BY Michelle Garcia

January 22 2010 7:25 PM ET

Shelley says that Zoll presented a six-month time frame in which company officials promised to investigate Haun.

"That didn't happen," he says. "I started to become more active in what, fundamentally, was going on, which is that people were being discriminated against. The more people that I told my story to, the more people believed it was wrong and that there were already protections in place. Unfortunately, that's not the case."

Shelley eventually learned that Haun was moved to another division within Zoll Medical, the parent company of Zoll Lifecor, and he is reportedly no longer in a managerial role. Still, the whole situation did not settle well with Shelley. Since Zoll Medical is based in Massachusetts, Shelley filed a complaint with the state's Commission Against Discrimination, as company policy advises employees to do (Pennsylvania, where Zoll Lifecor is based, and Georgia, where he worked for Zoll, do not have gay-inclusive antidiscrimination laws like Massachusetts).

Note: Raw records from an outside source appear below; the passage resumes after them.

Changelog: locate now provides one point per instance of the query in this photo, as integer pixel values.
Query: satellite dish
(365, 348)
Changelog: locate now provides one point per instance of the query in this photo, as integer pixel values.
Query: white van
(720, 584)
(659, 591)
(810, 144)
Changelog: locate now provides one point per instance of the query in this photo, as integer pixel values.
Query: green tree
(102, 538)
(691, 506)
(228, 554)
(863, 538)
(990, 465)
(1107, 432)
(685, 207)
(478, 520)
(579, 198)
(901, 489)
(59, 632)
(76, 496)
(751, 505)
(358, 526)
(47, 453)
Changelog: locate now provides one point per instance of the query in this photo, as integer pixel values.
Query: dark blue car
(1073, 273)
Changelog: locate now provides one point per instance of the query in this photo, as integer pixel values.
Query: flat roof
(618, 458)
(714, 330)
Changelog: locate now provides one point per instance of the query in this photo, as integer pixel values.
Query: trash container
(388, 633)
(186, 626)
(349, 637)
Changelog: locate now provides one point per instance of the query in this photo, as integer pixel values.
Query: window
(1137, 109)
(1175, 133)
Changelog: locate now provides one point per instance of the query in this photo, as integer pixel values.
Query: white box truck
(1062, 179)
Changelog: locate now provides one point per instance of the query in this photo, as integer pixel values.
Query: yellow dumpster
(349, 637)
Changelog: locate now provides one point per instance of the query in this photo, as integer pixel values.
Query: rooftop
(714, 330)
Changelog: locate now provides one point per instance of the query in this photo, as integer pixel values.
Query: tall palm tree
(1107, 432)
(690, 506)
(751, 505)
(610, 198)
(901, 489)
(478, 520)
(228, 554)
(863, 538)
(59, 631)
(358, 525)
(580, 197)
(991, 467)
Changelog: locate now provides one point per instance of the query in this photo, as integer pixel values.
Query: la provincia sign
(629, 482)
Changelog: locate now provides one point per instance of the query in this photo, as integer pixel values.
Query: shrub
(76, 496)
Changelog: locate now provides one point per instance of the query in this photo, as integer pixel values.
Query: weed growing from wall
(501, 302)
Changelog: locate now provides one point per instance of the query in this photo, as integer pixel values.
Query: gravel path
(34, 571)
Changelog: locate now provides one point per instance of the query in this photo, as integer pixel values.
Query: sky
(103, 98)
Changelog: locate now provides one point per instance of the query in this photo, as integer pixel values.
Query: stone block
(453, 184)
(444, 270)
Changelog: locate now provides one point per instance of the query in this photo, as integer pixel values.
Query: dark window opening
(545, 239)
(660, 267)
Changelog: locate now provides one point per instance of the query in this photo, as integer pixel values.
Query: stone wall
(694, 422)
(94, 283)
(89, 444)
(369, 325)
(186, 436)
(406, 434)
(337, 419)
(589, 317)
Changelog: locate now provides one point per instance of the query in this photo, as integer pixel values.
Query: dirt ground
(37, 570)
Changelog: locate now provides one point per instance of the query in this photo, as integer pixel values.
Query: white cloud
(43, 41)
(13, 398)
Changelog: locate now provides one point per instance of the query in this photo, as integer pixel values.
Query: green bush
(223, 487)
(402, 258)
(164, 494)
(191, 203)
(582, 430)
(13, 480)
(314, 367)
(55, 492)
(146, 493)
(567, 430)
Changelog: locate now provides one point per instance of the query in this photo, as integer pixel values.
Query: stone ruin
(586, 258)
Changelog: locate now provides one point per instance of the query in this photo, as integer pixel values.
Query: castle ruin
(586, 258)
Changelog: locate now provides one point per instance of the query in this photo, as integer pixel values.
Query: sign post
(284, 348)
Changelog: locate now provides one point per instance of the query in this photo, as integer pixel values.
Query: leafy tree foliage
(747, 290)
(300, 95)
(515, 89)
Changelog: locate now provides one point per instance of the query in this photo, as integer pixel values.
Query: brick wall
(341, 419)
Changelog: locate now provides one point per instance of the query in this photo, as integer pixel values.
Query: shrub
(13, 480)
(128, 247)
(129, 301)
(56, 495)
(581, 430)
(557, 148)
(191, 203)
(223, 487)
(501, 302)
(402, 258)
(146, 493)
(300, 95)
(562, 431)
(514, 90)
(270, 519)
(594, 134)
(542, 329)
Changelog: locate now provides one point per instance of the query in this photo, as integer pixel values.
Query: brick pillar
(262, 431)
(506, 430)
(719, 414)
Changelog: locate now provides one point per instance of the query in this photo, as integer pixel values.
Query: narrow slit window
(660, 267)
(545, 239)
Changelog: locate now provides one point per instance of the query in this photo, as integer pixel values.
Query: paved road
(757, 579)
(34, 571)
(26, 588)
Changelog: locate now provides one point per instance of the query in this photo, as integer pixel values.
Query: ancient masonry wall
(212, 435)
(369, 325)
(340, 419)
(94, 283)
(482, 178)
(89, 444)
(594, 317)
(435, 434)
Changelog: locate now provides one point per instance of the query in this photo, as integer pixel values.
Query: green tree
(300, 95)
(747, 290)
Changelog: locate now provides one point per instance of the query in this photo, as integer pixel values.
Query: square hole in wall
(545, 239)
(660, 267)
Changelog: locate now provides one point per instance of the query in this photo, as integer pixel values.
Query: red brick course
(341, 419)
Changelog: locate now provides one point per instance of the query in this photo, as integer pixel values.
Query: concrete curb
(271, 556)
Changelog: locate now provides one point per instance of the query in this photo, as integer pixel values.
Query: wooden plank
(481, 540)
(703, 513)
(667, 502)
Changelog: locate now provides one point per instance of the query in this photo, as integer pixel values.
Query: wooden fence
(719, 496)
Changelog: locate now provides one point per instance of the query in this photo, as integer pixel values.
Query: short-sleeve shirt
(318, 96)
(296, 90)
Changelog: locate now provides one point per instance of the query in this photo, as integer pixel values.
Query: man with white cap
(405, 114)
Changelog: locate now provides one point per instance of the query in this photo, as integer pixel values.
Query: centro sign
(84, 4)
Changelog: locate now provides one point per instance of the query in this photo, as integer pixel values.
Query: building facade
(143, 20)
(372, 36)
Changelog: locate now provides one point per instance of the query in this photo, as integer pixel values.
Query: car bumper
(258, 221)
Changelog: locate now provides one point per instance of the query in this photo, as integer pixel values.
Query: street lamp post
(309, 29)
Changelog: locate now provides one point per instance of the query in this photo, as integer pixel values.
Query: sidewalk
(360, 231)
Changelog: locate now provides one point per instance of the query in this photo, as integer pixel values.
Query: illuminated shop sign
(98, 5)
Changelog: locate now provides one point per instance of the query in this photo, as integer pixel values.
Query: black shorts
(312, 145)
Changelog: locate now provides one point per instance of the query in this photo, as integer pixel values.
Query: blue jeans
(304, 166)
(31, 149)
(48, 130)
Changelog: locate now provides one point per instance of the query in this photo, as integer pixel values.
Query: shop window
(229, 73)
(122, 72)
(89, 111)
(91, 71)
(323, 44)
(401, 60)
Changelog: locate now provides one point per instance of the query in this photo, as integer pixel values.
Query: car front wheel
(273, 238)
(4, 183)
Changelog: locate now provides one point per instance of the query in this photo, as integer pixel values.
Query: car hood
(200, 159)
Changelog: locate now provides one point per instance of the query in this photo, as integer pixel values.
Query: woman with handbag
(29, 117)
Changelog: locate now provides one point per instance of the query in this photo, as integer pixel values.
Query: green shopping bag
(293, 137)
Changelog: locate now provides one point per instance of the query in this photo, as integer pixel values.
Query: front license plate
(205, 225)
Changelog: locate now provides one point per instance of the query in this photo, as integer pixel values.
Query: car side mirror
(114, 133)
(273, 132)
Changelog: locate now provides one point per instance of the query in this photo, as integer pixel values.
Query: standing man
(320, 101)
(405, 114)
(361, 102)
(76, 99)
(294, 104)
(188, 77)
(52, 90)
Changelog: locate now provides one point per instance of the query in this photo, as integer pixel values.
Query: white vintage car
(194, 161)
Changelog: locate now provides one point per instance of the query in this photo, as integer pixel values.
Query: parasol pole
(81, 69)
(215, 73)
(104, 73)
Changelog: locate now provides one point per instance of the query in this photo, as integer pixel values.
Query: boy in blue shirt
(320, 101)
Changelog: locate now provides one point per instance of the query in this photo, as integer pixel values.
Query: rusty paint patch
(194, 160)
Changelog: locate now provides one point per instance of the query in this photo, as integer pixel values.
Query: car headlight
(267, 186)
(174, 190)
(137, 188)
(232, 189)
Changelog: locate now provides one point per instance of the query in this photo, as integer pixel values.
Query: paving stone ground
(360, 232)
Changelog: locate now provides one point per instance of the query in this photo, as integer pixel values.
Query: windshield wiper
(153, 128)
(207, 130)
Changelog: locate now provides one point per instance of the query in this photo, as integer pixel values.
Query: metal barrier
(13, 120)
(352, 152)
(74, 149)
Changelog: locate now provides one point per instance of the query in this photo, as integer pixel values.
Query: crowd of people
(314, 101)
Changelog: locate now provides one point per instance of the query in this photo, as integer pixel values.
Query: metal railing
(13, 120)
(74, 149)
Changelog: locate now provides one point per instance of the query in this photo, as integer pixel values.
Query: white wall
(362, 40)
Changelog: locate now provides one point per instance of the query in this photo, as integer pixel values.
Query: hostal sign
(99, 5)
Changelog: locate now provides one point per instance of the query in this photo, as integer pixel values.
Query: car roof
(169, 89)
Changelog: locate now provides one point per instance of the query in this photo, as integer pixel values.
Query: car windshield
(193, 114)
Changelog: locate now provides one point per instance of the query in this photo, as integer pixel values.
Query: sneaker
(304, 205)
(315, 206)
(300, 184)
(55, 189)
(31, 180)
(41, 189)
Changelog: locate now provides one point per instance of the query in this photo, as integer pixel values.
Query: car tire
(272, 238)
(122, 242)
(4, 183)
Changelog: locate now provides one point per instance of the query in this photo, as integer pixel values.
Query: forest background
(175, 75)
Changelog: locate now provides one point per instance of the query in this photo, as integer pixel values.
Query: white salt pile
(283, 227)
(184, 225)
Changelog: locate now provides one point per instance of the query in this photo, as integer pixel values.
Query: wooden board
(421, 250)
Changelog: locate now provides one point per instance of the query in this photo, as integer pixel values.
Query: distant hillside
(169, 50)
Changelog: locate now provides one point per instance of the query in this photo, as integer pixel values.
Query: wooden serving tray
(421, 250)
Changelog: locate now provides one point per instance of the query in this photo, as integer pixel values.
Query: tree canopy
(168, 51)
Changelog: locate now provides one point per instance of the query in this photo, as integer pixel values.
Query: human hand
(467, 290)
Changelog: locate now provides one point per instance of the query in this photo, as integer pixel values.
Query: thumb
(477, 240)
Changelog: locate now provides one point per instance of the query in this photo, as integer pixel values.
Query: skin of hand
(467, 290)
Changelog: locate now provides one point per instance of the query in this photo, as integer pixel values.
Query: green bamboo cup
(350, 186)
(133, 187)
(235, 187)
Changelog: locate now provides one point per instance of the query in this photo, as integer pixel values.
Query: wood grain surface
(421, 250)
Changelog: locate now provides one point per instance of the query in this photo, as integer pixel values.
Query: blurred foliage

Last week, however, his filing was rejected due to jurisdiction. Now, he says, he has no recourse.

"I live in a very small town, and I even live in the rural part of that," he says. "I knew that to try to increase awareness of this wasn't going to happen on the Clayton Highway."

So Shelley has recruited a group of friends to drive to Philadelphia, where Zoll Lifecor is headquartered, 2,000 miles from his home in rural Alabama. They set out over the weekend. From there, he hopes to lead a protest, raising awareness of the fact that so few states — 21 and the District of Columbia — have outlawed workplace discrimination based on sexual orientation. Even fewer states — 12, plus D.C. — prohibit gender identity discrimination. So he hopes to make a point about the need for a national law, such as the Employment Non-Discrimination Act.

Legally, this is the end for Shelley, since he feels he has no remaining legal recourse. But this will not stop him from bringing attention to his complaint. After he storms Philadelphia, he has plans for the American College of Cardiology Conference in Atlanta March 14-16.

"Zoll Medical is one of the largest exhibitors at this conference," he said. "After living in Atlanta over 12 years, I expect to gather support to have a significant presence at this conference."